Thursday, July 22, 2010

THINGS FALL APART by Chinua Achebe

What word first comes to mind when someone says Nigeria? If you have an e-mail account, the word may be scam (someone urgently needs your help to get money out of a bank account and promises great rewards if only you give them lots of personal information...). If you are Anglican, the word may be Akinola, the name of the primate archbishop who for several years has been in a doctrinal and power struggle with Archbishop of Canterbury Rowan Williams.

But if you are like most Americans, you may not know that Nigeria has the highest population of Africa's 60 countries and territories, that it exports more oil than Iran,  or that 40% of the population is Christian (see the CIA World Factbook for more data about Nigeria).

Maybe you'd like to learn more about this important African country, but history books make your eyes glaze over. Try a novel written by a Nigerian: Chimamanda Ngozi Adichie for recent or contemporary Nigeria; Chinua Achebe for the clash between traditional African society and the British colonizers of the late 19th and early 20th centuries.

Published in the late 1950s and still in print, Things Fall Apart is probably the best-known classic of African literature in English. Alix Wilber, calling it a "relentlessly unsentimental rendering of Nigerian tribal life before and after the coming of colonialism," summarizes it well in an Amazon review:
Achebe sketches a world in which violence, war, and suffering exist, but are balanced by a strong sense of tradition, ritual, and social coherence. His Ibo protagonist, Okonkwo, is a self-made man. The son of a charming ne'er-do-well, he has worked all his life to overcome his father's weakness and has arrived, finally, at great prosperity and even greater reputation among his fellows in the village of Umuofia. Okonkwo is a champion wrestler, a prosperous farmer, husband to three wives and father to several children. He is also a man who exhibits flaws well-known in Greek tragedy.... 
And the story is certainly tragic. Time after time, Okonkwo's fear of weakness drives him to actions that hurt others, and yet he is basically a good man, hard-working and respected. Eventually, however, he comes in contact with British missionaries and colonial administrators, and his strength fails him. Nothing he does can hold his people together. The white man, says his friend Obierika, "has put a knife on the things that held us together and we have fallen apart."

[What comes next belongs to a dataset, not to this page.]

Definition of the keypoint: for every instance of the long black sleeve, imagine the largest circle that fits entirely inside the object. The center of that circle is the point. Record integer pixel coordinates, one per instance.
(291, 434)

As I listened to the first part of the book (masterfully read by  Peter Francis James), I found myself thinking about the popular view that all religions lead to the same place. The Ibo gods, though, did not seem to take very good care of women and children. Men were allowed - and sometimes even required - to beat or murder their wives and children. Maybe missionaries weren't such a bad idea, I thought. Or maybe the Ibo people just needed a good dose of the European Enlightenment.

And then the white missionaries came. One was a fool, one was likable, one was an intolerant bigot. The result was the same: the missionaries' strange teachings united with the colonial rulers' will to dominate, and Ibo society was doomed. Women and children ostensibly gained more protections, but their men were humiliated. Families broke apart. Democratic traditions were abandoned. European religion and government, aiming to help them (and, of course, to profit from them as well), ended up destroying an ancient civilization.

"Things fall apart; the centre cannot hold," wrote William Butler Yeats in "The Second Coming." "Mere anarchy is loosed upon the world, / The blood-dimmed tide is loosed, and everywhere / The ceremony of innocence is drowned."

Achebe's Things Fall Apart describes a triple tragedy. Okonkwo - noble but flawed - is a tragic hero. His village - indeed, the entire Ibo kingdom - is also a tragic hero. Its strength and goodness and beauty are real but imperfect, and in the end it cannot stand against the foreign invaders. And even some of those invaders are tragic heroes. The missionary Mr. Brown, for example, who respected the Ibo customs and was liked by the Ibo people, went home to England a broken man.

In 1901, Nigeria (so named by the wife of a British colonial administrator) became a British protectorate. In 1914, it became a colony of Great Britain. In 1960, just a year after Things Fall Apart was published, it gained independence and became the Federal Republic of Nigeria. Its official language is English.

2 comments:

Lucy Mills said...

I've wanted to read this book for a while...thanks for reminding me that I wanted to! I love novels immersed in history, as they provide a springboard into learning more. I loved 'Half of a yellow sun' by Chimamanda Ngozi Adichie; I had known so little about Nigeria previously.

Neha Shayar said...

This particular book and its title establish a greater meaning as we read the book. The change, the struggle to preserve a traditional society and the reaction which Okonkwo receives to his premeditated yet spontaneous action. It's beautifully narrated and it tells how important it is for Okonkwo to maintain a status and position in the village, to hide his weaknesses and to protect what he feels consecrated since generations. It also tells us about the gender inequalities prevailing especially on Okonkwo's family. His authority over his wives and children, his anger on the new religion of Christianity and the people following it and his concealed love and concern for his children.
It's definitely a must read as it different from the culture we live in but similar also in some terms.